- Human RightsObama
- March 19, 2009
- 6 minutes read
Obama takes a cue from Clinton era

During her first Middle Eastern tour, US Secretary of State Hillary Clinton announced from Ankara that President Barack Obama will be visiting Istanbul next month. Obama”s forthcoming visit to Turkey is seen as a major shift in US policy towards the Middle East. It is quite unusual that a US president visits the region without stopping in Israel or meeting Israeli officials.
Instead, Obama made Turkey, a major Muslim country, one of his first foreign destinations. It is also significant that the US president will be taking part in a UN-backed meeting of the Alliance of Civilisations (to be held in Istanbul on April 6-7). One must also remember that Turkey is ruled by an Islamic-oriented government and that it has strong ties with other Islamists in the region, including Hamas and Hezbollah.
Obama”s visit to Turkey is, hence, seen as a major development and many will be monitoring its implications for both the Middle East and US policy in general. More pressing will be the issue of “terrorism” and how America will be dealing with political Islam and its different manifestations in the coming years.
Historically, one must say, the US has never been interested in culture, religion, ideology or ethical questions in the Middle East. US policy towards the Arab-Islamic world, since the end of the Second World War, has been determined by strategic and economic interests and its trademark was flexibility and pragmatism. This was the secret of Washington”s success in the Middle East during the Cold War, especially in dealing with political Islam.
After the Cold War, US policy towards Islam remained, with various degrees of interest, the same. Until the coming of George W. Bush, the official policy in Washington was, as president Bill Clinton once put it: “Islam, like Christianity, has its moderates and its extremists.

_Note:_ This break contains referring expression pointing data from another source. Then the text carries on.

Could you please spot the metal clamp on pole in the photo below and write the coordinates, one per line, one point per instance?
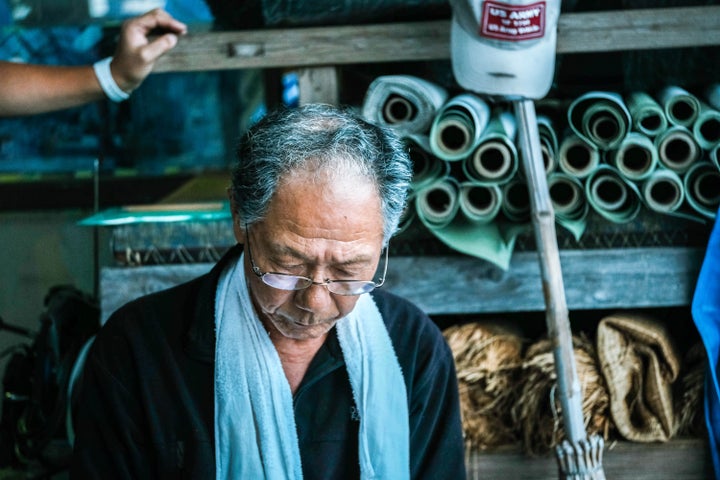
(506, 49)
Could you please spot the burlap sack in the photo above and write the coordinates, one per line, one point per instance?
(640, 364)
(487, 359)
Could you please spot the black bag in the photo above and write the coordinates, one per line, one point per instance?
(38, 378)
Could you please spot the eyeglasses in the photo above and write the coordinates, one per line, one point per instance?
(285, 281)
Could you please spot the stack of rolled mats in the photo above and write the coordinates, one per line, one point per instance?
(634, 385)
(606, 152)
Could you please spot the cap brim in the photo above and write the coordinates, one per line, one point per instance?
(485, 69)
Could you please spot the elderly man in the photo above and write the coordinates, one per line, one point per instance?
(287, 360)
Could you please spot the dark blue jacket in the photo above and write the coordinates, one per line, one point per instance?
(706, 314)
(147, 399)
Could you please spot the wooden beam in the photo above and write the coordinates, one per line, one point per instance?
(418, 41)
(594, 279)
(458, 284)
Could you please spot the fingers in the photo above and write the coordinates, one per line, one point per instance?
(155, 49)
(157, 19)
(139, 48)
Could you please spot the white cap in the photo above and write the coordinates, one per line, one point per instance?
(505, 47)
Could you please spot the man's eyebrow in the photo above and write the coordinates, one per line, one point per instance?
(286, 250)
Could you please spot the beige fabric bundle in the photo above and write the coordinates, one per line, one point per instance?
(487, 358)
(538, 410)
(640, 364)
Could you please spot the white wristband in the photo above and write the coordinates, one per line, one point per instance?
(104, 76)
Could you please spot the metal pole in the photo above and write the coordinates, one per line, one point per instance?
(579, 457)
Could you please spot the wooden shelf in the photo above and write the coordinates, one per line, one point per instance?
(594, 279)
(418, 41)
(681, 459)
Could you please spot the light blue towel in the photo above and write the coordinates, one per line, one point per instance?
(706, 313)
(255, 433)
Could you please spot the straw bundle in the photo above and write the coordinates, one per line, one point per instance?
(538, 412)
(689, 417)
(487, 358)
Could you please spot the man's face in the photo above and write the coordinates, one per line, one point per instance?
(320, 229)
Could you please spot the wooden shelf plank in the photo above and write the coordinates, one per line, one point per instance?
(417, 41)
(680, 459)
(594, 279)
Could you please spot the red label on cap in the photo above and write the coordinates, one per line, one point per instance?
(512, 22)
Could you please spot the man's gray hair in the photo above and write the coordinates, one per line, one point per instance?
(321, 138)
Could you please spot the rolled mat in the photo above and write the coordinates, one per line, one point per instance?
(664, 192)
(438, 208)
(548, 142)
(427, 168)
(681, 107)
(648, 117)
(438, 203)
(636, 157)
(480, 203)
(612, 196)
(712, 95)
(706, 127)
(702, 188)
(640, 364)
(406, 103)
(578, 157)
(516, 200)
(602, 118)
(538, 410)
(677, 149)
(569, 202)
(487, 358)
(495, 160)
(458, 125)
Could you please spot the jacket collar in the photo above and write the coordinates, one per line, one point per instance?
(200, 336)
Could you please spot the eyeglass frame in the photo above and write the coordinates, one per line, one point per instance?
(327, 283)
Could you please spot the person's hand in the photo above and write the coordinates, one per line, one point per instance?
(136, 52)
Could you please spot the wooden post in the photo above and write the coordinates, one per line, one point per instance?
(578, 457)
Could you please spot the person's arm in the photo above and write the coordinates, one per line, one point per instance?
(30, 89)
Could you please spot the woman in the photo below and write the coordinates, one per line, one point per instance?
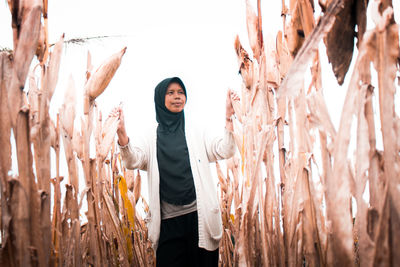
(184, 220)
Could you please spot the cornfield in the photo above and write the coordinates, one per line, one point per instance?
(298, 193)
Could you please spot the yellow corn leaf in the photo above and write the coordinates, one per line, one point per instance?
(130, 209)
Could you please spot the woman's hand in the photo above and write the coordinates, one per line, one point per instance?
(231, 96)
(121, 131)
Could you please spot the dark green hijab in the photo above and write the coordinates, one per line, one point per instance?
(176, 180)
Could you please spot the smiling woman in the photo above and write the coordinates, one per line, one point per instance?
(184, 220)
(175, 97)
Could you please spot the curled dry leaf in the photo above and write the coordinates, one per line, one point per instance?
(99, 80)
(26, 26)
(67, 111)
(137, 186)
(51, 75)
(252, 30)
(246, 67)
(107, 136)
(77, 144)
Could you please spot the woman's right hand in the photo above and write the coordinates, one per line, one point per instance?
(121, 131)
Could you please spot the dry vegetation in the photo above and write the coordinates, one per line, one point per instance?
(293, 213)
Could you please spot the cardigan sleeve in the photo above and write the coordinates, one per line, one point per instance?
(134, 157)
(218, 148)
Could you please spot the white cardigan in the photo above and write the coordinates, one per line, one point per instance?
(202, 151)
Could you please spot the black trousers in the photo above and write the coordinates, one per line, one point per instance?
(178, 244)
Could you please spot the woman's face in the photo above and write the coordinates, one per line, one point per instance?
(175, 98)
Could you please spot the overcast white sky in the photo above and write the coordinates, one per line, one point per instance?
(190, 39)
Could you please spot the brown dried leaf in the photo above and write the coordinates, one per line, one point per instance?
(29, 15)
(6, 65)
(138, 186)
(108, 133)
(340, 40)
(294, 79)
(246, 67)
(99, 80)
(51, 75)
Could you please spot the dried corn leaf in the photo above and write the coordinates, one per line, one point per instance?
(295, 76)
(51, 74)
(99, 80)
(340, 40)
(27, 20)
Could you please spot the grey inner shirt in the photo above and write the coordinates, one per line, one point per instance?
(169, 210)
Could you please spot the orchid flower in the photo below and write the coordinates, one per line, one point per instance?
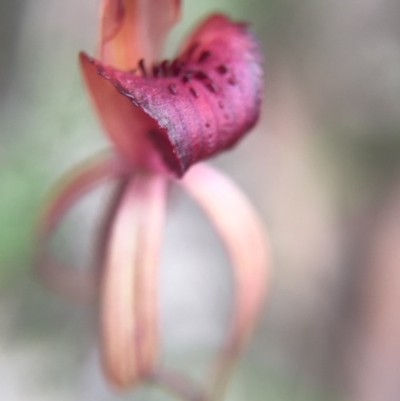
(162, 117)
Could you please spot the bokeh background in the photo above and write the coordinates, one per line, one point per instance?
(322, 168)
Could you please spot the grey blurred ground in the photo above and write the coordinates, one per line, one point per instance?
(322, 167)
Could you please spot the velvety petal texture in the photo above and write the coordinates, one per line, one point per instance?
(204, 101)
(134, 29)
(130, 30)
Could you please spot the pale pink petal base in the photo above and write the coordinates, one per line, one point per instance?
(70, 282)
(242, 233)
(129, 312)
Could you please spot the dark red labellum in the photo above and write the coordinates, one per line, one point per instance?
(205, 100)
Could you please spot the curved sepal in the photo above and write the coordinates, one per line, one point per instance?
(70, 282)
(241, 231)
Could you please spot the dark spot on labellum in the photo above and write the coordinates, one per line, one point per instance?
(232, 81)
(194, 92)
(172, 89)
(142, 67)
(204, 56)
(177, 67)
(157, 71)
(189, 53)
(164, 67)
(201, 75)
(212, 87)
(222, 69)
(186, 79)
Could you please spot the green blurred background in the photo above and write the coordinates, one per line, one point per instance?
(322, 167)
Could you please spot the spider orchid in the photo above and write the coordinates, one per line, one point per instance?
(162, 117)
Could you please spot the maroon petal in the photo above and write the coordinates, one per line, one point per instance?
(205, 100)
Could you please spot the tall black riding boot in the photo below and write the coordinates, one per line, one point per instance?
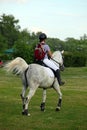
(59, 77)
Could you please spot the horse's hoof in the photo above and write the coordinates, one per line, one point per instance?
(25, 112)
(58, 109)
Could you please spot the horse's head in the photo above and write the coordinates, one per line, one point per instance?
(58, 58)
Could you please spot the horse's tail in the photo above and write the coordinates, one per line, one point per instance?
(17, 66)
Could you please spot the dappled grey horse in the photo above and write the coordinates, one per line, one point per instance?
(35, 76)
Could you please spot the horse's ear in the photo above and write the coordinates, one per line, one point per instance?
(62, 51)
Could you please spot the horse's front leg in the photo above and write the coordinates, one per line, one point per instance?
(42, 106)
(23, 96)
(57, 88)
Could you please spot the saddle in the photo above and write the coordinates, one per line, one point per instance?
(42, 64)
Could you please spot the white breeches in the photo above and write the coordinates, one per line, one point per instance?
(50, 64)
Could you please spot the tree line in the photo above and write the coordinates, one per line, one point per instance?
(23, 43)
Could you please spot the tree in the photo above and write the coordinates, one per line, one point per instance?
(9, 29)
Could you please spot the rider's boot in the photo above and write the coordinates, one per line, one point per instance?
(59, 77)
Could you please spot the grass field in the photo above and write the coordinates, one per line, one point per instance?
(73, 113)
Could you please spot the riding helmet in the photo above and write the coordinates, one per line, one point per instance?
(42, 36)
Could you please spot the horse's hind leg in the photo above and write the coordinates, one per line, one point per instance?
(57, 88)
(42, 106)
(28, 98)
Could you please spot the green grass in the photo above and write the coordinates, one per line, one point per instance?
(73, 113)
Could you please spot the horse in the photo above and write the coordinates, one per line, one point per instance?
(36, 76)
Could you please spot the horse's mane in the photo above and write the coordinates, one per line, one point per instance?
(18, 66)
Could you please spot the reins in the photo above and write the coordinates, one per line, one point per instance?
(56, 61)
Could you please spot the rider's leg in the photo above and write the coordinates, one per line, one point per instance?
(59, 77)
(51, 64)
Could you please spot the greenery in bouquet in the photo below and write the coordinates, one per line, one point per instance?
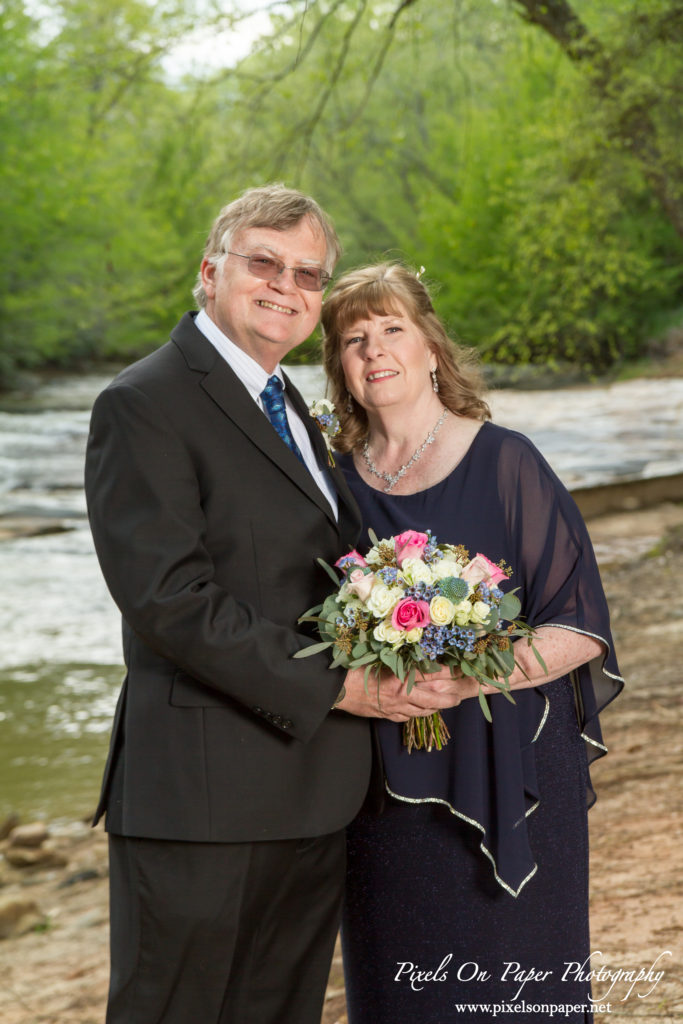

We do not see Islam as some monolithic, hostile new “-ism”. Nor do we regard Islamist extremism as the wave of the future. The terrorists are always a deviant minority.”
Previous US administrations had also recognised that Islamists in power or around it are much more pragmatic and less dangerous than they are outside it. In Turkey, for example, Washington watched closely the rise of Necmettin Erbakan, Turkey”s first Islamist prime minister, to power through the ballot box, accepting the western secular system and working through it. And when in power, Turkey”s Islamists did not try to challenge the long-established pro-Western stand adopted by the country”s secular elite since the end of Second World War. More important for Washington perhaps, the alliance with Israel was not affected; Turkey retained its membership in Nato and continued to permit the US to use the Incirlik air base in the south to attack Iraq.
Similarly, the Ikhwan (Muslim Brethren) of Egypt, Jordan and even the Islamic Salvation Front (FIS) in Algeria have all tried – through formal and informal channels – to let it be known to Americans that they were willing to recognise US interests in case they were allowed to rule over their countries.
Previous US administrations recognised the socio-economic factors, which contributed to the rise of extreme religious tendencies in the region, and tried to handle them accordingly.
“People made desperate by poverty, unemployment, repression, and corruption in their societies turn to their cultural and religious roots for solace and guidance, and a few of these find their capacity for faith twisted into violence for political ends”, Robert Pelletreau, former assistant secretary of state for Near Eastern Affairs, stated during a visit to Egypt in 1993.
In one way or the other, former US administrations had demonstrated not only their awareness of the nature, origins and diversity of the Islamic currents, but also acknowledged that the US could not afford the cost of confusing between a majority that sought political solutions to their problems and a minority that resorted to violence to achieve their ends.
The rationale behind this policy was, as the US State Department once put it: “The existing regimes in the Middle East are bound to disappear in the future because change is inevitable; one of Washington”s major policy objectives is to manage the transition to a new Middle Eastern political order with minimal cost.
The US views Islamists as integral players among the broad social forces operating in the region. Thus, to survive, the dominant ruling elite will have to broaden their social base by integrating Islamists into the political field.”
This logic explains why the US was capable of handling the Islamist phenomenon with a great deal of success during the Clinton era. It also explains why the Bush Jr administration failed.
Obama seems to have realised that Islamism is an important political force in the Middle East and that it cannot be eliminated in one stroke. Otherwise the US runs the danger of antagonising the entire Islamic world. Therefore, Obama”s call for dialogue with the “moderates” of Taliban is a first step in the right direction.
* Dr Marwan Al Kabalan is a lecturer in Media and International Relations at Damascus University”s Faculty of Political Science and Media.